La vicenda della nave Sea Watch fa emergere un quadro ben preciso della situazione sia dell’isola di Lampedusa che dei migranti che cercano di abbandonare la Libia per raggiungere l’Europa.
Intanto la guerra per procura che le potenze globali e regionali si stanno facendo in Libia ha fatto completamente degenerare il sistema di gestione coatta e repressiva dei migranti; come il bombardamento del 3 luglio dimostra, ormai non si tratta solo di prigioni, torture, stupri, vendite di schiavi, ma di pericolo di morte (e morte effettiva) sotto gli attacchi di una o dell’altra fazione in guerra per il controllo del territorio. Non sussiste alcun motivo perché un solo migrante debba essere trattenuto in questo inferno che solo il cinismo e la debosciatezza degli Stati europei tutti poteva prevedere e pianificare a suon di milioni di euro pagati alle bande armate libiche.
L’aver fatto concentrare l’attenzione dei media e dell’opinione pubblica sulla Sea Watch e sulle ONG ha solo il significato di voler eliminare dei testimoni scomodi di quanto avviene nelle coste libiche e nel Mediterraneo. Ma non solo. L’isola di Lampedusa subisce una pesante e costante militarizzazione da parte della NATO, e questo va di pari passo con la facciata turistica di un’isola che si vorrebbe normale, ma che in realtà vive nella precarietà e nella carenza storica di servizi sociali. Di questo non si deve parlare, perché il farlo disturberebbe il teatrino salviniano messo in atto dal Ministro e dai suoi seguaci nella stessa isola.
Occhi puntati sulla Sea Watch, quindi, per occultare il fatto inoppugnabile che barche e barchini dal Nord Africa approdano a Lampedusa quotidianamente, assicurando quelle quote di forza-lavoro senza diritti e a bassissimo costo ai leghisti padani e agli affaristi campani, pugliesi, calabresi e siciliani amici della Lega, per le loro produzioni industriali o agricole.

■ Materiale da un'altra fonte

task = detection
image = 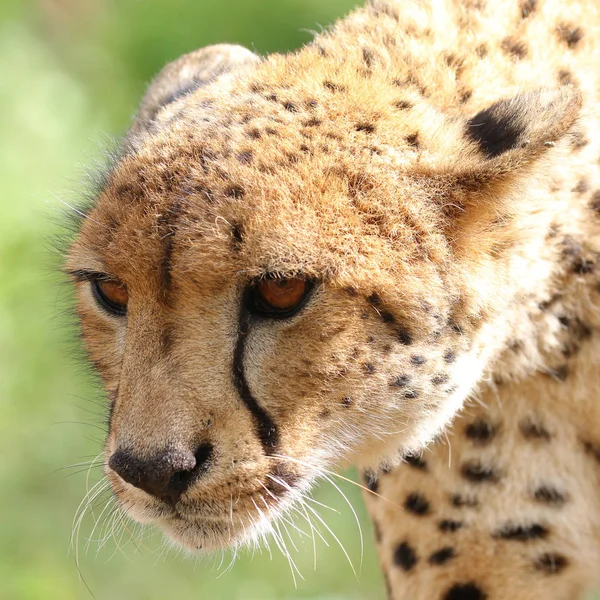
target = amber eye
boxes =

La disobbedienza della nave comandata dalla capitana Carola Rackete ha aperto un nuovo fronte, che scompagina i piani del governo gialloverde italiano. Il celodurismo, le minacce, le falsità del Ministro dell’Interno, e la bagarre che ancora si continua a imbastire si scontrano con la semplice verità dei fatti: c’è una guerra in Libia e nel Mediterraneo, a cui l’Italia non è estranea, a cui Lampedusa non è estranea; e c’è una guerra nella guerra, quella ai migranti, che ha assunto i toni di una campagna di odio razziale per una meschina caccia di voti e di consensi. E c’è chi, come gli immigrati in fuga dalle loro terre e dal caos libico, e tutti i solidali con loro, fa della resistenza attiva e della disobbedienza, una pratica e un esempio che possono dimostrarsi vincenti. Noi stiamo con loro.